Personal information
- Date of birth: 26 August 1973 (age 51)
- Place of birth: Fougères, France
- Height: 1.72 m (5 ft 8 in)
- Position(s): Midfielder

Team information
- Current team: Saint-Étienne (academy coach)

Senior career*
- Years: Team / Apps / (Gls)
- 1990–1999: Rennes / 196 / (14)
- 1999–2000: Sedan / 31 / (2)
- 2000–2002: Saint-Étienne / 49 / (4)
- Total:  / 276 / (20)

Managerial career
- 2003–2006: Rennes (U19)
- 2006–2007: Rennes (assistant)
- 2007–2015: Rennes (reserves)
- 2015–2017: Paris Saint-Germain (reserves)
- 2017–2019: Paris Saint-Germain (U17)
- 2019–2021: Saint-Étienne (assistant)
- 2021–: Saint-Étienne (academy)
- 2023: Saint-Étienne (caretaker)
- 2024: Saint-Étienne (caretaker)

= Laurent Huard =

French footballer, coach, and manager (born 1973)
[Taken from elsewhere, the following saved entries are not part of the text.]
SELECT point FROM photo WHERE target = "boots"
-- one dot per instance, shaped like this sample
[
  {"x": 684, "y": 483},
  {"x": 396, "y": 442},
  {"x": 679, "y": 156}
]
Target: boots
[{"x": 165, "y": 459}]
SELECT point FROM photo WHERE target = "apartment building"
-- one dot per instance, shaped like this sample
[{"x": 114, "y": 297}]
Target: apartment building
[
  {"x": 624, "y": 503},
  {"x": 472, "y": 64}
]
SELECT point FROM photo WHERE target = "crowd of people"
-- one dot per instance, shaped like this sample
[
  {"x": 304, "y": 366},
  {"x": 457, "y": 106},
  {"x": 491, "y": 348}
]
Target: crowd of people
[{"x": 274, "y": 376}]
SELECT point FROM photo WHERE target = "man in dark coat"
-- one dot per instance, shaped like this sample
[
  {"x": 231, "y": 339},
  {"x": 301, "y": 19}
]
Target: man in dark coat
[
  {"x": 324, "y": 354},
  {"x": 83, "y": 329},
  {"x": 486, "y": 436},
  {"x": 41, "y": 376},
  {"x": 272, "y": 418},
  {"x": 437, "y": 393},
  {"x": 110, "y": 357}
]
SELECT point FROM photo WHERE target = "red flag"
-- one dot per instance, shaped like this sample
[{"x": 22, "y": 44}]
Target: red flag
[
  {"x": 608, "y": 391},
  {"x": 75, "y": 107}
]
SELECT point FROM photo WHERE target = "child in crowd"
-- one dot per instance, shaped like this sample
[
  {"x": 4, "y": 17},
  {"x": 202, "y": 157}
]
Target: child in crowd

Laurent Huard (born 26 August 1973) is a French football coach and a former player who is the academy coach of Ligue 1 club Saint-Étienne.

==Playing career==
Huard played for nine years at Rennes, before stints at Sedan and Saint-Étienne. In 2002, he had to end his career due to heart problems.

==Coaching career==
On 6 December 2023, Huard was appointed as caretaker manager by Saint-Étienne following the dismissal of Laurent Batlles.